When confessing this miserable condition, Paul knew that there was an answer. 
There was a union available that would both rescue him from his lonely struggle and complete his life as the good Lord had intended it.  His soul waited for the union that would deliver and comfort it.  “Thanks be to God through Jesus Christ our Lord!” (verse 25). 
Matthew 11:16-19, 25-30. 
The Gospel reading has two contrasting parts.  The first is a despairing judgment on the present generation that will not respond to God’s summons, and the second is a declaration of the availability of intimate knowledge and comfort through the Lord. 
The previous parts of the chapter have talked about John the Baptist, the one bringing God’s word in preparation for the Messiah.  The common folks will not respond to John’s call for rigorous self-restraint, and the learned religious leaders condemn Jesus because he associates with the ordinary folks of the rude and crude world. 

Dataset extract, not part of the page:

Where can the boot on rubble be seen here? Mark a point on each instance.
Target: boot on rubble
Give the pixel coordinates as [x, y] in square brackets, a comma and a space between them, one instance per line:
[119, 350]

“We played you a wedding tune, but you would not dance; we sang a funeral dirge, but you would not mourn.”  Such is the meaning of the saying about the children playing in the market-place (verse 17).  People at large want their religious leaders to dance to the tune that they play – not to learn new songs and lessons. 
The last part of the reading begins, “At that time...,” as if emphasizing that Jesus’ following words of revelation and comfort were spoken just when the hopeless resistance of the people had become absolutely clear.  In the face of such stubborn opposition from people and leaders alike (expressed even more intensely in the verses omitted from the reading, the condemnation of the Galilean towns, verses 20-24), Jesus speaks this “bolt from the Gospel of John” that appears in the middle of the Gospel According to Matthew. 
“All things have been handed over to me by my Father; and no one knows the Son except the Father, and no one knows the Father except the Son and anyone to whom the Son chooses to reveal him” (verse 27, NRSV).  There is only one route to an intimate communion with the heavenly parent, and such intimate communion is the supreme good for all human living. 
But there IS one route – the Son who, speaking in the voice of Wisdom, says to the simple and uneducated folks, “Come to me, all you that are weary and are carrying heavy burdens, and I will give you rest.  Take my yoke upon you, and learn from me; for I am gentle and humble in heart, and you will find rest for your souls” (verses 28-29).  In the face of all opposition and rejection by the worldly folks, there is a comfort and a rest available to the truly humble who wait upon the Lord. 
At the end of the journey for a new union, at the end of the struggle against the bondage of divided selves, there is comfort, there is rest.